The food was good and the conversation better. It's nice to have a connection that goes that far back. Each of us has had a variety of adventures and when I asked my friends to tell me a story of one of their most vivid mistakes in their careers, I was struck that all three of our examples took place in other countries.

I gathered their stories to share with my students so when they make their next mistake as budding media makers, they'll know that the pros do it, too.

Thanks, Susie and Marcia, for letting me record these and post them. It was really good to see you today. Hugs, Kim






Thursday, October 22, 2009

Key Words of Inclusion

"How do you know Shannon?" the unknown woman asked my girlfriend.

I had left Emily sitting alone at the dining table at Shannon and Emmanuel's wedding reception. I had been gone for about 10 minutes talking to a woman I knew named Betty. Betty saw me at the reception and called me over to her table. I know Betty from work I did with youth in her rural town of Hoopeston, Illinois, population 6,000. Shannon was our mutual connection.

I was happy to see Betty. She looked very relaxed. She had retired from her job as head of a social service agency and was now working for a chiropractor. She loved it. She didn't take it home at night. After about 10 minutes of chatting, I was wondering how Emily was doing on her own and politley excused myself.

"How are you doing?" I asked.

Emily told me that she had been chatting with Connie and her husband. Connie reached out to Emily while she was sitting by herself. "How do you know Shannon?" she asked.

Emily told the truth. "My partner knows her. She worked with her." That sentence, "My partner knows her. She..." were the first words of inclusion that day. A conscious choice. It always seems to be a conscious choice. A decision point. Do I reveal or don't I? I find the choice in these kinds of situations stressful.

Earlier in the day at the wedding reception, Emily and I were quite aware that we were the only obvious and openly same-sex couple. We sat close in the pews, held hands, and allowed ourselves to be moved by the love between Shannon and Emmanual.

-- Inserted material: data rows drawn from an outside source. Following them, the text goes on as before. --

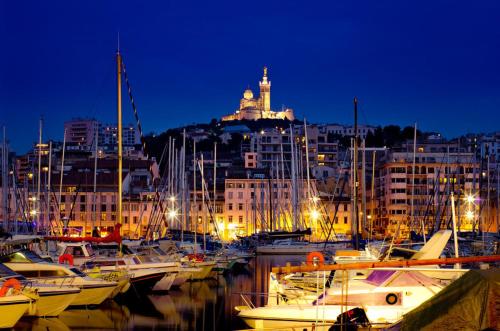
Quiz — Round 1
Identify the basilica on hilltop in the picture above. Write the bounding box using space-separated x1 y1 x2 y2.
222 67 295 121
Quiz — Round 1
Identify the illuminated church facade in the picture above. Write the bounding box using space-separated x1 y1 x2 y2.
222 67 295 121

Once we were in the car, we talked about the stress of being ourselves in an unknown environment. And in the car, the thought occurred to me that at the reception someone would reach out to us because we were being ourselves. I just had the feeling.

Connie was the first to do so. And then it was Betty. When Betty, Emily and I were in the buffet line together, Betty turned to Emily and asked us, "Are you in Amasong?" Another key work of inclusion: Amasong.. Amasong is Champaign-Urbana's premier lesbian-feminist chorus. If Betty knew what the chorus was, I thought, she must be reaching out by asking us this question. I introduced Emily to Betty as my partner.

And the Presbytarian minister from Betty's church was quite friendly, too, and chatted us up for quite some time.

Accepting the wedding invitation from Shannon was another stress point. I didn't know how Shannon feels about same-sex couples. I never heard her say anything prejudiced and yet I had not come out to her. She, a blonde, light-skinned woman was marrying a deep black-skinned man from Ghana, which was uncommon in itself, and yet they had met through a Christian on-line dating service. But I'm a Christian, too! Emily wasn't in my life when Shannon and I were working together in Hoopeston. I was single then, too. It never came up.

When I received the wedding invitation and tried to accept it on-line, the form only let me register my acceptance. "Can't I bring someone with me?" I thought. I emailed Shannon and asked if the invite was for me only or if I could bring my girlfriend, Emily. Shannon said there was an error in the on-line acceptance form and that others were only able to register their acceptances, too, and yes of course I should bring Emily and she was looking forward to meeting her.

Emily's and my honesty and our willingness to be ourselves gave others the chance to interact with us as we really are and challenged our own reservations about what others might think of us as we really are.

It's still a lot of work and energy.

It's worth it.

As for marriage: Marriage is so gay.